Ветер уносил все, вырывал все. Рои пыльцы, пыли и насекомых кружились, свивались жгутом, потом рассеивались. Деревья стелились по земле, раскинув ветви. Черепицу с крыш сдувало, словно пух с одуванчиков, валило заборы, а щиты вдоль дорог крутило, будто флюгарки, прежде чем выворотить и припечатать к земле. Погибло множество кошек, кур и собак — их подхватывало в воздух, потом бросало крученым ударом о стены и стволы деревьев. Коровы, быки, лошади пытались сопротивляться, теснясь друг к другу, но многих опрокидывало и тащило по камням. Кости, сучья, ставни — все трещало, сокрушаемое ветром.

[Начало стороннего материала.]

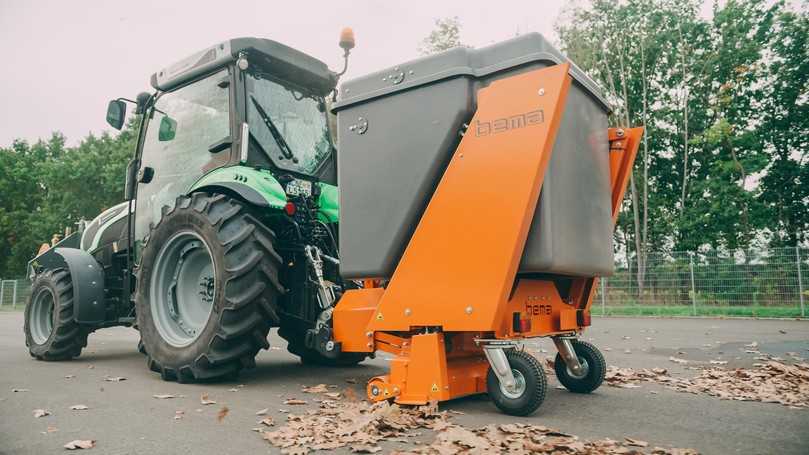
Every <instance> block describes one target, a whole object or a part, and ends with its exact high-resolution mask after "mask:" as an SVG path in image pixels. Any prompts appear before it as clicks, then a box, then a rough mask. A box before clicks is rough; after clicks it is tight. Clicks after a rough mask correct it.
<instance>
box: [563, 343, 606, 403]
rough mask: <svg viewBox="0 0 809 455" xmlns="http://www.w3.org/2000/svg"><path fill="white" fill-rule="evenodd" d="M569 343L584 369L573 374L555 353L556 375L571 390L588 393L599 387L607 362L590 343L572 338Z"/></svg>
mask: <svg viewBox="0 0 809 455" xmlns="http://www.w3.org/2000/svg"><path fill="white" fill-rule="evenodd" d="M571 343H572V344H573V350H574V351H575V352H576V356H577V357H578V358H579V362H580V363H581V366H582V369H583V370H584V371H583V372H582V374H580V375H574V374H573V372H571V371H570V370H569V369H568V368H567V365H566V364H565V361H564V359H562V356H561V355H559V354H556V360H555V361H554V362H553V369H554V370H555V372H556V377H557V378H558V379H559V382H561V383H562V385H563V386H565V388H566V389H567V390H570V391H571V392H574V393H590V392H592V391H593V390H595V389H597V388H599V387H600V386H601V383H602V382H604V375H605V374H606V372H607V362H606V361H605V360H604V355H603V354H601V351H599V350H598V348H596V347H595V346H593V345H592V344H590V343H588V342H586V341H579V340H573V341H572V342H571Z"/></svg>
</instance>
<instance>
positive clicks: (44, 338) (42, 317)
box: [28, 288, 53, 344]
mask: <svg viewBox="0 0 809 455" xmlns="http://www.w3.org/2000/svg"><path fill="white" fill-rule="evenodd" d="M28 317H29V321H28V325H29V327H30V331H31V338H33V339H34V343H36V344H43V343H45V342H46V341H48V338H50V337H51V333H52V332H53V292H52V291H51V290H50V289H48V288H43V289H40V290H39V292H37V294H36V295H35V296H34V301H33V305H32V306H31V312H30V313H29V316H28Z"/></svg>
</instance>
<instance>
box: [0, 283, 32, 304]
mask: <svg viewBox="0 0 809 455" xmlns="http://www.w3.org/2000/svg"><path fill="white" fill-rule="evenodd" d="M30 294H31V282H30V281H28V280H27V279H25V278H21V279H16V280H4V279H0V309H6V308H12V309H13V308H23V307H24V306H25V302H26V301H27V300H28V296H29V295H30Z"/></svg>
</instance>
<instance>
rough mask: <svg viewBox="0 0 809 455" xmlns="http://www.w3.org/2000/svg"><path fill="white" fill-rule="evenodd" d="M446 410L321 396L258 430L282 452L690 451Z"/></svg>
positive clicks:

Полина только что закрыла дверь в комнату Баладины. Малышка заснула. Янтарная-то Ночь не спал. Никак не мог заснуть, словно чувствовал приближение ветра. Проходя мимо его комнаты, Полина услышала, как он ворочается с боку на бок в своей постели. Но не осмелилась войти. Постояла перед дверью, прислушиваясь, со сжавшимся сердцем. Слушала, как ее сын сучит ногами в простынях, мучимый бессонницей. Мучимый гневом. Своим упрямым гневом, который, казалось, никогда его не оставит. До каких же пор он будет отталкивать ее, до каких пор будет делать из нее своего врага? До каких пор будет усугублять свою ненависть к ней, своей матери? Она ждала за дверью, едва касаясь пальцами ручки, и ее сердце сжималось все сильнее. Что бы он сказал, если бы она нашла мужество войти, что бы сделал, если бы она подошла к его постели, села рядом, положила руку ему на лоб? Но она не нашла в себе мужества. Рука упала. Она удалилась на цыпочках. Сердце так сжалось, что она чувствовала подступившие слезы. Половицы еле слышно поскрипывали под ее шагами. И он, Янтарная Ночь, услышал это легкое поскрипывание. Догадался о присутствии матери за дверью, почувствовал колебание, помешавшее ей заглянуть к нему. И его сердце колотилось так, что готово было выскочить из груди. Он закрыл голову руками, зарылся под простыни, под подушку, и кусал себе губы, чтобы не закричать. Но какой из двух криков, что терзали ему сердце в этот миг, мог вырваться у него? Ибо два крика боролись в нем: «Войди! Подойди ко мне! Поцелуй меня, заключи в свои объятия, сломи мой гнев. Я твой сын, который любит тебя, как безумный, приди!» И другой крик: «Проваливай отсюда! Отстань от меня! Если осмелишься войти, если осмелишься приблизиться, я тебя прибью, если осмелишься поцеловать, порву тебе губы! Я твой сирота, который ненавидит тебя до смерти!» Он не мог выбрать из этих двух криков, выкручивавших ему внутренности. А! Вот и ушла, наконец! Он услышал крадущиеся шаги — трусливую поступь своей матери. И тогда гнев прорвался в нем, словно избавление. И ненависть, одна только ненависть, снова вступила в свои права. «Так и есть! Давай! Уходи! Трусливая, дерьмовая мать, породительница хорьков! Исчезни с глаз моих, из моей жизни, из моего тела! Убирайся отсюда, уползай по-мышиному — и исчезни навсегда!»